Andrew White of Rochester University will deliver a seminar entitled, "Computational Design of Peptide-Based Materials with Data-Driven Modeling." Hosted by Glen Hocky.
For more information about Andrew White, click here.
Abstract: Peptides are small proteins built from monomer units called amino acids. Peptides can be precisely synthesized using solid-phase peptide synthesis and their constituent amino acids can provide functional groups ranging from hydrogen bond-donors to aromatics. This flexibility and precise control give a wide range of potential applications including self-assembling antifouling surface coatings, antimicrobial therapeutics, hydrogel vaccines, and nucleating crystal structures. In this talk, I will present computational methods my group has used to design peptides for antifouling, antimicrobial, and self-assembly. Our approach is to use insight from nature through data-driven informatics methods and maximum entropy molecular simulation. Molecular simulation seeks to model the dynamics of peptides at the atomic level. Maximum entropy methods minimally modify molecular simulations to match experimental data. This enables better accuracy, which is critical for modeling self-assembly of peptides, which is a complex multiscale process. Broadly our goal in methods development is to combine physics-based simulation with modern machine learning methods to create interpretable and accurate models.

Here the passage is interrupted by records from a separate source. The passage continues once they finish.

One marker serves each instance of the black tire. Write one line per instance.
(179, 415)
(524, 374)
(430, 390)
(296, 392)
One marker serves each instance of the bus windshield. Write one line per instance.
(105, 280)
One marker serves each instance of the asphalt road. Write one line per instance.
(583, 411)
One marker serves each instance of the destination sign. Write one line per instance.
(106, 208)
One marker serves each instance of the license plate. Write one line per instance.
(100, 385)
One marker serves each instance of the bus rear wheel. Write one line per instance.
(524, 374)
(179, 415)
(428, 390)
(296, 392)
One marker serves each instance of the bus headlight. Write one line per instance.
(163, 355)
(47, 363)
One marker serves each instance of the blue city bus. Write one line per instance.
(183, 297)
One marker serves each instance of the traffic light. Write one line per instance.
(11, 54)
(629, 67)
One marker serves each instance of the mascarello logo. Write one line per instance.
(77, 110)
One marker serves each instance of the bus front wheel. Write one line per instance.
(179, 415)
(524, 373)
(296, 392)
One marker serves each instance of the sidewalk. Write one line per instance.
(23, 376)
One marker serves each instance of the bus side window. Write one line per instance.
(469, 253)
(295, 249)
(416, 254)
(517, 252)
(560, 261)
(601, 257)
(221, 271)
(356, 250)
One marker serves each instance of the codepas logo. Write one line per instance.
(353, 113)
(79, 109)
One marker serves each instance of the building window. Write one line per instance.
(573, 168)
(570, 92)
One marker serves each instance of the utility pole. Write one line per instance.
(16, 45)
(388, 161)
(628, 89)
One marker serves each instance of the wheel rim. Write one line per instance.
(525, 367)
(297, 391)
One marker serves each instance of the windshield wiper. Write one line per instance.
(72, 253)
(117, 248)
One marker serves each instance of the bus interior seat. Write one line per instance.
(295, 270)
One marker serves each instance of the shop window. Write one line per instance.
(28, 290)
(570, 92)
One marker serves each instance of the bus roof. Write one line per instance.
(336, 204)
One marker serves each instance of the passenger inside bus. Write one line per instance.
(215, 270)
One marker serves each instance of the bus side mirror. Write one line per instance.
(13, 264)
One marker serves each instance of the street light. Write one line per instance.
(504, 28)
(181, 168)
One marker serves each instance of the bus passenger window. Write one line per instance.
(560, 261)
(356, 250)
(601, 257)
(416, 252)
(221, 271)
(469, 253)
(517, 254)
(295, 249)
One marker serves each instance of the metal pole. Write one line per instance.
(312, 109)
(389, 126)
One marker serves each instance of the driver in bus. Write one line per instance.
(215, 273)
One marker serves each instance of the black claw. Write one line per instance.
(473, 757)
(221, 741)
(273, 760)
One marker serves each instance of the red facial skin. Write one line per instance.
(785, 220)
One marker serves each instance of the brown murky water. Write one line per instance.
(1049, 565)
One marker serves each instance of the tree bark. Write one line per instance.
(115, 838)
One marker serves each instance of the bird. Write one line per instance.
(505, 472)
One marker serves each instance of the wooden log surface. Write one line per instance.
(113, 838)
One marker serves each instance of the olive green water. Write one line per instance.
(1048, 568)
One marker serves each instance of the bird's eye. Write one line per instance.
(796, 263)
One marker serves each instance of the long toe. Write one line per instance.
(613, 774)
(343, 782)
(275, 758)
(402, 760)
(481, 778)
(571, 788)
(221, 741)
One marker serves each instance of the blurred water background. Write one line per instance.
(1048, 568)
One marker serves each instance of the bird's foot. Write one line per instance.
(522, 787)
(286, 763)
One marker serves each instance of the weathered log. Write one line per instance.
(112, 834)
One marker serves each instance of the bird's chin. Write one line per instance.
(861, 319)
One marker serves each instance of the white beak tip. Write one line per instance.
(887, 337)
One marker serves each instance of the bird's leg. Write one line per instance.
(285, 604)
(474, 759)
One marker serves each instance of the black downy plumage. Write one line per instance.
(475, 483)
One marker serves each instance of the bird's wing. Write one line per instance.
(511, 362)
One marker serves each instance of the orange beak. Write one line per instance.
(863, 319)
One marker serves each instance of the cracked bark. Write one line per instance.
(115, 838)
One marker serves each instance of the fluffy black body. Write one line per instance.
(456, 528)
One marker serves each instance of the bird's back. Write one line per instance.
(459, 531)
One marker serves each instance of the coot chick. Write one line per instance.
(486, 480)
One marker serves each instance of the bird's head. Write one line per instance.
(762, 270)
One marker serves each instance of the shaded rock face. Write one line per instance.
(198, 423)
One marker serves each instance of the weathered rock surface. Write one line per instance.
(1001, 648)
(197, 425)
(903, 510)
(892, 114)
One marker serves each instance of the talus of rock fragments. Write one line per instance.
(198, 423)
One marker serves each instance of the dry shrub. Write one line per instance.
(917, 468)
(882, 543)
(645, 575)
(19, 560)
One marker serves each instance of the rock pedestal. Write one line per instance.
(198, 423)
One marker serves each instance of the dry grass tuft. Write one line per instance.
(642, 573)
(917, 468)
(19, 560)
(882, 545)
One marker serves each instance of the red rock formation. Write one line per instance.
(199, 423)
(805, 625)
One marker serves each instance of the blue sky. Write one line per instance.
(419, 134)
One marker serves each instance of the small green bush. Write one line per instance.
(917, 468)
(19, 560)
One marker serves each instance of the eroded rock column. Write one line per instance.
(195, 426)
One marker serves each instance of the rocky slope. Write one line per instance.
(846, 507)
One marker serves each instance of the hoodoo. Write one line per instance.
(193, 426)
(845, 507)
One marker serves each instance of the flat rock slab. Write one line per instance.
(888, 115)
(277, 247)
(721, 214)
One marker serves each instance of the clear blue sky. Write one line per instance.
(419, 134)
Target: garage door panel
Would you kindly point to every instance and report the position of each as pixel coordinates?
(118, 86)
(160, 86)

Short Bio: Prof. Andrew White received his PhD in chemical engineering from the University of Washington in 2013 under Prof. Shaoyi Jiang. His thesis topic was the understanding and design of non-fouling biomaterials. Prof. White did his post-doc with Prof. Gregory Voth at the University of Chicago as a Yen Fellow in the Institute for Biophysical Dynamics. While at University of Chicago, Prof. White developed new methods for combining molecular simulations with external data from experiments. He became an assistant professor at the University of Rochester in 2015 in chemical engineering. He has joint appointments in biophysics, materials science, chemistry, and data science. In 2018, Prof. White was awarded an NSF Career Award for multiscale modeling of peptide self-assembly. He and his group have authored 26 peer-reviewed publications. Prof. White enjoys running, snowboarding and graphics design. His artwork at the molecular scale has appeared at the Visualiseringscenter C museum in Sweden. Prof. White is currently on junior sabbatical at UCLA’s Institute for Pure and Applied Mathematics as a senior fellow on machine learning for physics and physics of machine learning.